Diyelim ki her ay 100 lira biriktiriyorsunuz ve biriktirdiğiniz parayı yastığınızın altına koyuyorsunuz, ya da bir kitap arasına, ya da hiç kimsenin bulmayacağı bir yere. Her ay 100 lira biriktirdiğiniz sürece 1 yıl sonunda tam 1.200 liranız olur. 10 yıl sonunda da 12.000 liranız. Ama eğer paranızı sizin için çalıştırırsanız?..
Mesela bir bankaya götürüp %10 faiz oranından yatırırsanız, 10 yıl sonunda yaklaşık 20.000 liranız olur. Yani sırf paranızı yastık altında tutmayıp bankaya götürdüğünüz için banka size 8.000 lira ilave para vermiş olur. Tasarruf yapmanın ne kadar zor olduğunu bildikleri için bankalar bu başarınızı mükafatlandırmak isterler. Paranızın enflasyon denen canavar altında ezilmesini önlemek için de devlet buna destek verir, paranızı sigorta eder.

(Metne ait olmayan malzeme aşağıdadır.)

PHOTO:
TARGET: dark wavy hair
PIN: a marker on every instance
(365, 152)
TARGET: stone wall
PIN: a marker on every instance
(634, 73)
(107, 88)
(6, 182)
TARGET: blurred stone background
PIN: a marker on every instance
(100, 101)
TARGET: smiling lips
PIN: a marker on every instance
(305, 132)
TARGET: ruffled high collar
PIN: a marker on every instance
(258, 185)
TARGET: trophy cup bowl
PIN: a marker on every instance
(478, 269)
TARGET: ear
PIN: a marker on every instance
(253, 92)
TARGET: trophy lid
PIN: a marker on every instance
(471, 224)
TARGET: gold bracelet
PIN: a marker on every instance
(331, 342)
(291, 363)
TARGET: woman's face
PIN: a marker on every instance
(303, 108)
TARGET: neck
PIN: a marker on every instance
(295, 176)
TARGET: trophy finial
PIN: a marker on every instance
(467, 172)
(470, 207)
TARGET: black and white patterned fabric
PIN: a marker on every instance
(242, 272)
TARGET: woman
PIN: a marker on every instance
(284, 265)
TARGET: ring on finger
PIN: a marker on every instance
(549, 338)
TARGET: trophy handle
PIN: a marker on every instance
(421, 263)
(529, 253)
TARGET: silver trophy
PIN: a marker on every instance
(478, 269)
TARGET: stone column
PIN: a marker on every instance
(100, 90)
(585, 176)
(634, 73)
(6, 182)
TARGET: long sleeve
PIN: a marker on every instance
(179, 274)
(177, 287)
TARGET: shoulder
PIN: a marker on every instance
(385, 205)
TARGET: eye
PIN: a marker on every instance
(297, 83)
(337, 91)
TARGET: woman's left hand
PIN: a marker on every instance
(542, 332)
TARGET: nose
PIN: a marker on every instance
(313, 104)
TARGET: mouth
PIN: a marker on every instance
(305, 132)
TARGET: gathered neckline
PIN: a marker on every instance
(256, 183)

Bankalar paranızın sizin için çalıştığı tek yer değildir. Dilerseniz paranızı iyi bir şirkete veya başarılı projelere de yatırabilirsiniz. O şirketler büyüdükçe ya da projeler geliştikçe yatırdığınız paralar onlarla birlikte büyürler. Hisse senedi, bono, tahvil veya fon denilen şeyler işte bunlardır.
İşte, zenginlerin daha az çalışmalarının altındaki formül budur!
O nedenle paranızı yemeyin ama yanında da yatmayın!